И призывая всех в свидетели, стал повторять: «Глядите-ка, это сынок Огюста!»

Все эти старички обожали отца; малая толика известности и всеобщей симпатии, какими он пользовался в этом кругу, доставалась и мне. Дядя Дени подошел ко мне и, показав на петуха на церковной колокольне, сказал: «Знаешь, это я его позолотил, а ведь там, наверху, было не слишком жарко!»

Наш загородный дом находился совсем рядом, в ближнем предместье Парижа, в Бийанкуре. Это было большое, массивное здание с огромным парком, впоследствии оно стало собственностью компании «Рено», поскольку эта семья тоже была из Бийанкура. Рено-младшие никогда не показывались гостям, приходившим к их родителям. Все знали, что они вечно пропадают в мастерской, среди всевозможных механизмов, шатунов и поршней, и мастерят свой первый мотор. Порой они случайно попадались нам на глаза, с головы до ног перепачканные маслом и смазкой, фанатичные жрецы своего идеала, угрюмые пленники идеи. Там, в Бийанкуре, я увидел первые моторные экипажи, совершавшие пробные поездки по набережным. Гуляющая публика высказала весьма строгое суждение об этих устройствах. Люди говорили: «Может быть, они очень удобные, но красивыми их никак не назовешь: спереди явно чего-то не хватает». Этим недалеким буржуа казалось, что впереди экипажа непременно должна быть лошадь. Если бы не людские предрассудки, возможно, двигатель у автомобиля поместили бы сзади, что было бы логичнее.


Помню годы, проведенные в Бийанкуре, в кипучем детском ничегонеделании, когда ты вечно занят, хоть и пребываешь в праздности, когда не знаешь, что такое скука. Но игры, занимайте меня больше всего, не были обычными для детей моего возраста.

Я воздвигал невиданные постройки, создавал фонтаны с помощью закрепленного на высоком дереве бочонка с водой. Или же, залюбовавшись геранями и бегониями, которые во множестве росли на бабушкиных клумбах, окаймляли террасы и алели посреди лужаек, я собирал яркие лепестки цветов, чтобы изготовить из них чернила или краски, но способы, которыми я пытался это сделать, были столь прямолинейными и примитивными, что все мои опыты не давали никакого результата, если не считать пятен на лице и на руках да еще непоправимо испорченной одежды.


Туристы в прогулочных костюмах в отрытом шарабане, Париж, 1910-е гг.

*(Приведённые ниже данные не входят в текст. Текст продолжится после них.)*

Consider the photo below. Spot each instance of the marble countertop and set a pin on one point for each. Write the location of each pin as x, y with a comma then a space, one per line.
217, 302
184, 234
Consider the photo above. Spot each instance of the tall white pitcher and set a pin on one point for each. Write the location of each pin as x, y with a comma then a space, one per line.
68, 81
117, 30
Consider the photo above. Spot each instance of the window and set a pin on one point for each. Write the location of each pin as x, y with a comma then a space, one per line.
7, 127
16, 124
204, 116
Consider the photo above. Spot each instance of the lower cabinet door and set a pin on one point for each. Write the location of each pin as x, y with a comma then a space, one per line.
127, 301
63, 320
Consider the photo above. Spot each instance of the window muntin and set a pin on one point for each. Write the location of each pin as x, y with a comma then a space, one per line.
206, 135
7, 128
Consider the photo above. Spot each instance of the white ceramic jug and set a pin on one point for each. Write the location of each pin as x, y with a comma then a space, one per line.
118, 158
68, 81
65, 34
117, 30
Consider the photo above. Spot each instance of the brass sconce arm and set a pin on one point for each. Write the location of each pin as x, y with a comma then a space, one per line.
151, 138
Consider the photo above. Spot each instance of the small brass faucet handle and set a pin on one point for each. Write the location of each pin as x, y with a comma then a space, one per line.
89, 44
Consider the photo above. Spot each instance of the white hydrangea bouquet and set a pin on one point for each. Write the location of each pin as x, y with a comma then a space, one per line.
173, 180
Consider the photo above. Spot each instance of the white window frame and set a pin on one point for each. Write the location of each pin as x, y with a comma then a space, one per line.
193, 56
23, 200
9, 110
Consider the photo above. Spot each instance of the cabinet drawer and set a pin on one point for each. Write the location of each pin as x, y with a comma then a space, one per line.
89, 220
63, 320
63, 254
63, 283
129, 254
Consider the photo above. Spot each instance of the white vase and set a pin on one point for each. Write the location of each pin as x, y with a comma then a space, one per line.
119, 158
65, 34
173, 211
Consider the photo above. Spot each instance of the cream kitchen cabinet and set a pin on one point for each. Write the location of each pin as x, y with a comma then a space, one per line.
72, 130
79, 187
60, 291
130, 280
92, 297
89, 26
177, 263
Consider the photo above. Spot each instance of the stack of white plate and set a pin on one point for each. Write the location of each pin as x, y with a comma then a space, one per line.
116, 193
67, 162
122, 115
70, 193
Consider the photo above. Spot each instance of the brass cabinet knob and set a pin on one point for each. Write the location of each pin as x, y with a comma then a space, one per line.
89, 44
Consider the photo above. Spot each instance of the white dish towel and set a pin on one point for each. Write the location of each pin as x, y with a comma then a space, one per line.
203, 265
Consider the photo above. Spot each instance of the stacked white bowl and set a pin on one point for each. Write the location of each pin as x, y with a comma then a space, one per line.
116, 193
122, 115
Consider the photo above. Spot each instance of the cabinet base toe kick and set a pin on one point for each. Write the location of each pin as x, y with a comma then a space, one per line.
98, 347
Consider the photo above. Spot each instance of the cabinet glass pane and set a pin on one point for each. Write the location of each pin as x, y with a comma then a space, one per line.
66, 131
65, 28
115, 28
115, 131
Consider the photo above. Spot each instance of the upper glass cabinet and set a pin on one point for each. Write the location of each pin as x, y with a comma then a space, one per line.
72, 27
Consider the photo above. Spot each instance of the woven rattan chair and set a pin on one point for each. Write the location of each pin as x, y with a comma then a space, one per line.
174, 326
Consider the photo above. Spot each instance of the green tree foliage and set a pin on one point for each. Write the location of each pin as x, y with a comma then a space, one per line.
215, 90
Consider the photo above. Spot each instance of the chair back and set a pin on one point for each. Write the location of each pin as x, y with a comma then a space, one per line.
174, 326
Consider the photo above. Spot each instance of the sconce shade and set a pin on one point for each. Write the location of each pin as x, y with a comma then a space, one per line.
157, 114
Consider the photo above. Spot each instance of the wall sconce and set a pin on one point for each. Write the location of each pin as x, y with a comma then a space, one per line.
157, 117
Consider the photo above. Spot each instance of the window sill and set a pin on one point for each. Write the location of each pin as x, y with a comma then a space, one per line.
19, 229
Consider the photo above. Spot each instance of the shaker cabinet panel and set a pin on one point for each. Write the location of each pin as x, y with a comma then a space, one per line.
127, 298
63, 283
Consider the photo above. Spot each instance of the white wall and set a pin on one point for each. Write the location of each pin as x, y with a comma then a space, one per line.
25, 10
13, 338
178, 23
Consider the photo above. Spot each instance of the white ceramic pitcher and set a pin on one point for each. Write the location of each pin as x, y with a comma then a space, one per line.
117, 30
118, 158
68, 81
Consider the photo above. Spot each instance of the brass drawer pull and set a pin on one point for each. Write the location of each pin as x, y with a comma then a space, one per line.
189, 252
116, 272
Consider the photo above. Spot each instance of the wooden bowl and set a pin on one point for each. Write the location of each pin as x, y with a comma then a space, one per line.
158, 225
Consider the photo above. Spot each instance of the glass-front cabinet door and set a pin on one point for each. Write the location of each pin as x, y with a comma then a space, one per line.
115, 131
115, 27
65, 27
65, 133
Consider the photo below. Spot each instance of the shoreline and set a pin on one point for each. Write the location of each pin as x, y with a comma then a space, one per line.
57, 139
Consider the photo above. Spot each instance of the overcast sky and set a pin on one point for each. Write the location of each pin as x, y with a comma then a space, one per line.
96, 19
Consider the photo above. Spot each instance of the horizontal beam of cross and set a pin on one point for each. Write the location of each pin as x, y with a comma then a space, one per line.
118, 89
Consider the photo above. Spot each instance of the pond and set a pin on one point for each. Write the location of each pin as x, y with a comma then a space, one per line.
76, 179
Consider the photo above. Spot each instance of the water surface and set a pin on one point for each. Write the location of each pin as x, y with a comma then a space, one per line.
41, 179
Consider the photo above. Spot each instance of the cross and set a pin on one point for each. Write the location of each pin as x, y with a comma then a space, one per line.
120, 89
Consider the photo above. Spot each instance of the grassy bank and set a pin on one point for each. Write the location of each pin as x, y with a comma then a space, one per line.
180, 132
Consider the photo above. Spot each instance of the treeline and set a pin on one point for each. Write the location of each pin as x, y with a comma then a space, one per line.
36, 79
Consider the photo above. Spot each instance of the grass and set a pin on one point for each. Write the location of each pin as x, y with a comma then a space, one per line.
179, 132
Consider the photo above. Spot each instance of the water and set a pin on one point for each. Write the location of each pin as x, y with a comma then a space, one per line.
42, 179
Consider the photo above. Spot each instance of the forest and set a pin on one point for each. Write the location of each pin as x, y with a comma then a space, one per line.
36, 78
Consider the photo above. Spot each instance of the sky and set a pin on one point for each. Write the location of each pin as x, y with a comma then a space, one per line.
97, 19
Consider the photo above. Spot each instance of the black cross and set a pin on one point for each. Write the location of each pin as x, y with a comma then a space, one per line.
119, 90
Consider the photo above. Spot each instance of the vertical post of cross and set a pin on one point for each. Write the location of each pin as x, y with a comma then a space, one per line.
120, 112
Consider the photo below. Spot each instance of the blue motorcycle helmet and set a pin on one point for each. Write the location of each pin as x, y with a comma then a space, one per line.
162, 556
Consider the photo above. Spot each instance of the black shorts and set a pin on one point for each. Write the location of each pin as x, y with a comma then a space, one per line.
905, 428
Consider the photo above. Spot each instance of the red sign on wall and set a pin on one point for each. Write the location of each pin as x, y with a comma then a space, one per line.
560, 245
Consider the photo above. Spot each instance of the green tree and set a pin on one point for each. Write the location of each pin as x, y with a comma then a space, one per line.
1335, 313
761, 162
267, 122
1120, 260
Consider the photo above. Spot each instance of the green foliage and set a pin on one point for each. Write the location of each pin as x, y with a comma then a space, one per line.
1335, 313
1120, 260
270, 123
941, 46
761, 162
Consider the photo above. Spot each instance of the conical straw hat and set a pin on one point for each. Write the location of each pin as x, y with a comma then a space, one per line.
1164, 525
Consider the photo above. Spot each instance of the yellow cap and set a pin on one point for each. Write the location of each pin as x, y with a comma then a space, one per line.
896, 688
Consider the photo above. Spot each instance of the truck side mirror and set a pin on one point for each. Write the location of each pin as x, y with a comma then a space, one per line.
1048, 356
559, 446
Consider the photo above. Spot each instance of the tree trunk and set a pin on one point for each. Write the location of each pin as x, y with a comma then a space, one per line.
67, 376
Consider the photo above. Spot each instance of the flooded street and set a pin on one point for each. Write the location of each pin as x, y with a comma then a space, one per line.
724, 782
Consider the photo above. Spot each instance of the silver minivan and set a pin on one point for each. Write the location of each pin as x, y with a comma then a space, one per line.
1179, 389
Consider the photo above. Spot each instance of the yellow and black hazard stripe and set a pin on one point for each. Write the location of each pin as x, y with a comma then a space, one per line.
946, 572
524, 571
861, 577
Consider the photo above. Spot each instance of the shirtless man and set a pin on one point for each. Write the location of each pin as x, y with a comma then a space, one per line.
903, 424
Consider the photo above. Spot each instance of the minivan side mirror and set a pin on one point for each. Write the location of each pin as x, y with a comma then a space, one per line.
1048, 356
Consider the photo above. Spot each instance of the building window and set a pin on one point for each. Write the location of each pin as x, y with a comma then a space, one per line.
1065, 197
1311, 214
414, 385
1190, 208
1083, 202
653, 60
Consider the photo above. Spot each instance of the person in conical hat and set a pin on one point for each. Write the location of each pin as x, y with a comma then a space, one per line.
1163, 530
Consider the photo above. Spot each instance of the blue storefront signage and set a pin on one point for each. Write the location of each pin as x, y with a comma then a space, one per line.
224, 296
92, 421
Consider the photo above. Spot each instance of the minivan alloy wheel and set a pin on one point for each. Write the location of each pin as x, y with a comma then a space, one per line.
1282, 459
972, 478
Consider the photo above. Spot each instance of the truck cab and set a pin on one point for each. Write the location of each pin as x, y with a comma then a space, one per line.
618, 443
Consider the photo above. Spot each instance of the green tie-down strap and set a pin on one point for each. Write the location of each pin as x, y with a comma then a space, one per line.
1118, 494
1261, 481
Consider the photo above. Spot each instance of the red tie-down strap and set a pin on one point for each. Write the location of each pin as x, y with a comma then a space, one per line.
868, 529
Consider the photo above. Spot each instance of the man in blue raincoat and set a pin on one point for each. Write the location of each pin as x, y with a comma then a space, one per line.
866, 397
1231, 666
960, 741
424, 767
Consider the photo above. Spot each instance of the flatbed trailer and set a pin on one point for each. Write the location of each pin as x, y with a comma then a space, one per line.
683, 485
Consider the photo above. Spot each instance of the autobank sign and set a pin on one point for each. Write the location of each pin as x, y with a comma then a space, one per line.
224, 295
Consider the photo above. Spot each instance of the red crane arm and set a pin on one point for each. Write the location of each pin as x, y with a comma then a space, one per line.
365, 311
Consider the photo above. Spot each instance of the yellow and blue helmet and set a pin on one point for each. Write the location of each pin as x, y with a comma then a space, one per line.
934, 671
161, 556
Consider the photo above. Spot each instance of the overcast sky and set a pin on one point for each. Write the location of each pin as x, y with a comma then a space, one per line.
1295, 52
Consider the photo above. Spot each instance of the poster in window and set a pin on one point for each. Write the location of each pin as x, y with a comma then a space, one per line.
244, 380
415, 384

Также я хотел извлечь аромат из роз и с этой целью помещал их в бутылки со спиртным или с газированной водой. В моем тогдашнем возрасте я не имел ни малейшего понятия о химии, измельчал их и складывал в герметически закрывающиеся коробки. Спустя время я проделывал в коробке отверстие, и оттуда распространялся ужасающий запах гнили. Я бывал сильно разочарован, но никогда не отказывался от мысли попробовать еще раз. А охотнее всего я устраивал различные праздники и увеселения, приглашал на них всю семью и предлагал шампанское собственного изготовления – жуткую мешанину из лимона, белого вина и сельтерской. Я подбирал на огороде и в саду все старые железки, привязывал к каждой ярлычок, как делают хранители, и открывал музей древностей. Рассказываю это не для того, чтобы похвастаться каким-то особыми детскими талантами, просто хочется отметить: уже тогда я интересовался тем, что впоследствии стало предметом моих исследований и увлечений. Однажды вечером я вместе с родителями поехал на открытие выставки 1889 года. Отец где-то достал пригласительные билеты. Я был вне себя от радости. Сидя у него на плечах, я увидел сказочное зрелище, которое запомнил на всю жизнь, – запуск светящихся разноцветных фонтанов. Я часто задумывался, не в тот ли вечер, когда я зачарованно глядел на это великолепие оттенков розового, зеленого и фиолетового, зародилась у меня любовь к неожиданным сочетаниям красок. Я бессилен описать восторг огромной массы людей, впервые видевших это чудо. Когда все фонтаны вдруг засияли одним и тем же, опалово-зеленоватым светом, в толпе среди полной тишины раздался голос: «Прелесть какая! Это же “перно[8]”!» – а вокруг поднялся неудержимый хохот. Это было так по-французски!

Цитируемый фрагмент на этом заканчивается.